Значит, он задержится?
Пылаев будто ловит этот немой вопрос в моих глазах.
— В этот раз я надолго, — заявляет.
— Новый проект здесь?
— Нет.
И почему спрашиваю? Это не мое дело. Задержится он или нет.
— Доброй ночи, Вера, — улыбается Пылаев.
Прикрываю дверь.
Даже цветы поставить в вазу не успеваю, как раздается звонок. В «глазок» не смотрю. Открываю так.
Видимо, Пылаев что-то забыл сказать и…
Открываю дверь.
Застываю.
Это не Пылаев.
— И давно ты мне рога наставляешь? — рявкает Таиров.
11. 11
В шоке смотрю на бывшего мужа.
Ну и вопрос…
Таиров опять умудряется поставить меня в тупик своей агрессивной атакой. Невозмутимостью, с которой бросает это обвинение. И вообще, всем своим видом. Взвинченным, раздраженным. От него буквально фонит. Искрит.
Глаза сверкают огнем. Желваки жестко движутся под смуглой кожей. Челюсти стиснуты. Вены на висках вздуты.
Эмир настолько разъярен, что кажется, его и удар хватить может. Только что пар из грозно раздувающихся ноздрей не идет.
Вот это картина.
Ну надо же.
И самое главное — я виновата. Умудряется же он всякий раз все перевернуть. Нужно признаться, под его резким прессингом сперва и правда тушуюсь, от неожиданности замираю.
Смотрю на Таирова, и даже не верится, что у него хватает наглости предъявлять мне такие обвинения.
Хотя чего ждать от предателя?
Он порывается пройти в квартиру. Шагнуть через порог в коридор. Этот его жест действует на меня отрезвляюще.

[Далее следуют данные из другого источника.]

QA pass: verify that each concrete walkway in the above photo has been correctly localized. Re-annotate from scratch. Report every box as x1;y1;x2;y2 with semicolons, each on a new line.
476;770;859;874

— Стоп, — выдаю и рефлекторно выбрасываю руку вперед. — Ты куда?
Таиров застывает.
А я ступаю вперед. На порог. И видимо, есть что-то такое в моем лице или взгляде, что все же заставляет его отступить назад.
— Ты зачем сюда пришел? — спрашиваю.
— Вера…
— Еще и среди ночи.
— К тебе пришел, — бросает хрипло. — К жене своей.
— Таиров, ты издеваешься или правда не понимаешь? — выдаю в ответ.
Уже не выдерживаю его присутствия рядом. Начинает колотить, потряхивать все сильнее с каждой секундой.
— Мы в разводе, — говорю. — Два года прошло. Я только… немного отошла после всего, что было. А ты… опять?
Морщусь. Никаких нервов не хватает.
— Да оставь же ты наконец меня в покое, — выпаливаю.
Мрачнеет.
— Сначала ответь, — требует.
— Что ответить?
— Долго ты с ним? — цедит.
— Не твое дело!
— Мое! — рявкает, а после продолжает так, будто каждую фразу в камне высекает: — Ты — моя. И все, что тебя касается, тоже мое! Наплевать, в разводе мы или нет. Это ни черта не меняет.